De acordo com a neuropsicopedagoga Keila Chicralla, a necessidade de implantar aulas remotas durante a pandemia deixou mais evidente a diferença na realidade dos estudantes das escolas públicas e privadas, que já eram gritantes. Mas, segundo ela, o período tem sido um desafio para todos e o maior prejuízo na área da educação, ao final do isolamento social, será o desnivelamento dos alunos. Diante dessa realidade, o último parecer do Conselho Nacional de Educação recomenda que se evite reprovar os alunos este ano.

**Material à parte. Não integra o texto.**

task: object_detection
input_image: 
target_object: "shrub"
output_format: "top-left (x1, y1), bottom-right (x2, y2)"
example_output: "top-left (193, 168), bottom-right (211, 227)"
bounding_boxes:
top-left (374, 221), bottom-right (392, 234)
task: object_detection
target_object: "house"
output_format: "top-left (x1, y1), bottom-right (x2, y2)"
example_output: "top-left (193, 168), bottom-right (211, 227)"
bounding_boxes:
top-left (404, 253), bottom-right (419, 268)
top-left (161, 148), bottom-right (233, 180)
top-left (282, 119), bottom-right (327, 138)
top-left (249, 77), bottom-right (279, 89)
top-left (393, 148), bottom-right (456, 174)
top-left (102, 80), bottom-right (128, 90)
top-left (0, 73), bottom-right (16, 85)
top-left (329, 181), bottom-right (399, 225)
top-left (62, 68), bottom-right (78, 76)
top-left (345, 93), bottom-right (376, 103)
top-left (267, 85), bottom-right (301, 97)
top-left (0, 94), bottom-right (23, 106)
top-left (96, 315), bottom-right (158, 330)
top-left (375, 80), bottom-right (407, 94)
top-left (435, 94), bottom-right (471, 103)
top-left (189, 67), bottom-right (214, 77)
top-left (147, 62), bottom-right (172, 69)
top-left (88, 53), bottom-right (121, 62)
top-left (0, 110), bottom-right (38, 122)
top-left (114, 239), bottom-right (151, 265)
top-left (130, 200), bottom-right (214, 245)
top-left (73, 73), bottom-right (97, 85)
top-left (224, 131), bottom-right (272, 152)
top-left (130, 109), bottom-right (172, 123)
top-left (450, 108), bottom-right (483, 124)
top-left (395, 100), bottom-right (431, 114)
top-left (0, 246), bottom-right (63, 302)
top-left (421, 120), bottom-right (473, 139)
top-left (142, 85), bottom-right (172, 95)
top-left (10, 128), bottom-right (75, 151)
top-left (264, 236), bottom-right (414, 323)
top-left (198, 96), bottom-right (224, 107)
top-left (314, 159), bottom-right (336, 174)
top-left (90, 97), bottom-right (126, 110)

— Por mais que as escolas particulares já utilizassem em algum grau a tecnologia como suporte para o ensino, ninguém estava preparado para a substituição total do ensino presencial para o ensino remoto. Os professores não têm domínio das ferramentas tecnológicas, os alunos não possuem a disciplina de ficar em frente ao computador ou celular apenas para estudar, as escolas não possuem plataformas eficazes que suportem tanto tráfego ao mesmo tempo. Até mesmo as grandes plataformas tiveram que evoluir rapidamente para acomodar uma demanda tão grande em pouco tempo. O despreparo é um dos motivos das aulas remotas estarem sendo tão desafiadoras. E, no futuro, haverá muitos benefícios que agora, no meio da tormenta, não conseguimos vislumbrar. Entre eles, o maior uso das ferramentas tecnológicas auxiliando o aprendizado. Isso trará aulas mais interativas, aumentando e melhorando a qualidade do aprendizado. Este período de isolamento social, determinado de forma repentina, mudou as expectativas de todos nós para o ano de 2020. É como se o ano ainda não tivesse iniciado, pois a grande maioria não pôde colocar em prática os planos estabelecidos para este ano em qualquer área da vida, seja no trabalho, nos estudos, etc.